With wireprotocol version two introducing command response caching
and enabling content redirect responses, it is possible to store
response objects in an arbitrary blob store and send clients to
the store to retrieve large responses. This commit adds an extension
which implements such wire protocol caching in Amazon S3.
Servers add their AWS access key and key ID to an hgrc config,
and specify the name of the S3 bucket which holds the objects.
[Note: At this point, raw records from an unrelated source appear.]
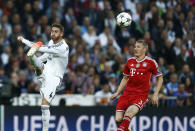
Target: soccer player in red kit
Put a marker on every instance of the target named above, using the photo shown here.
(137, 74)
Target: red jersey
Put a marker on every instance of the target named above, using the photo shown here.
(140, 73)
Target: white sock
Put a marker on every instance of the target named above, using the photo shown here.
(45, 115)
(35, 62)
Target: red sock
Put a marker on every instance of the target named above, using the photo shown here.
(125, 124)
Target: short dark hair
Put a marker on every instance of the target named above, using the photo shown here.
(143, 43)
(57, 25)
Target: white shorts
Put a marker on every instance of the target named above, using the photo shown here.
(49, 84)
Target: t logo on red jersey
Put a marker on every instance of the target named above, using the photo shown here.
(132, 71)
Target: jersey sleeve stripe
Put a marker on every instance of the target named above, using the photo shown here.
(125, 74)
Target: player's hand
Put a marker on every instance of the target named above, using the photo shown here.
(113, 96)
(154, 99)
(20, 38)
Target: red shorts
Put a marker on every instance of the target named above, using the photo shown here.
(125, 101)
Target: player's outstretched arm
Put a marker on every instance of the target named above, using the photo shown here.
(121, 87)
(25, 41)
(158, 87)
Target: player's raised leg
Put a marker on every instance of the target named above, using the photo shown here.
(119, 117)
(45, 114)
(129, 114)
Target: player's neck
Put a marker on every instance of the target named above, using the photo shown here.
(57, 41)
(140, 58)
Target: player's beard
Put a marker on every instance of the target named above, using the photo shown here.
(55, 39)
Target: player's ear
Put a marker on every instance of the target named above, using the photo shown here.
(61, 34)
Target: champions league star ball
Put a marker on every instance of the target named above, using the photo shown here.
(123, 19)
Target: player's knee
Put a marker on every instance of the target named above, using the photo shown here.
(119, 120)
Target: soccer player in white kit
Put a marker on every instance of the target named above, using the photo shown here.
(49, 74)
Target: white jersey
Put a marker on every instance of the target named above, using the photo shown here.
(56, 56)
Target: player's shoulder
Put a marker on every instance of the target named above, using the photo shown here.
(151, 60)
(131, 59)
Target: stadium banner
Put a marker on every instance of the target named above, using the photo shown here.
(97, 119)
(71, 99)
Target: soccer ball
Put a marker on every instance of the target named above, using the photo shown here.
(123, 19)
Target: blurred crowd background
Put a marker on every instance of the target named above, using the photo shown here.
(99, 49)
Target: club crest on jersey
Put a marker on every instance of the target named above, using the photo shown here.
(144, 64)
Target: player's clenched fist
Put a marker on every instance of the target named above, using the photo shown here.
(20, 38)
(113, 96)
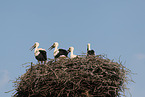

When a cache lookup request comes in, the cacher sends a HEAD
request to S3 which will return a 404 if the object does not
exist (ie a cache miss). If the request is a cache hit, a presigned
url for the object is generated and used to issue a content
redirect response which is sent to the client. If the response
indicates a cache miss, the response is generated by the server
and buffered in the cache until onfinished is called. During
onfinished, we calculate the size of the response and can
optionally avoid caching if the response is below a configured
minimum threshold. Otherwise we insert the object into the
cache bucket using the put_object API.
To test this extension, we require the moto mock AWS library.
Specifically, we use the "standalone server" functionality,
which creates a Flask application that imitates S3. A new hghave
predicate is added to check for this functionality before
testing.
This is needed for determinism in testing, but there is likely a better way to avoid it that checking for an alternative endpoint url.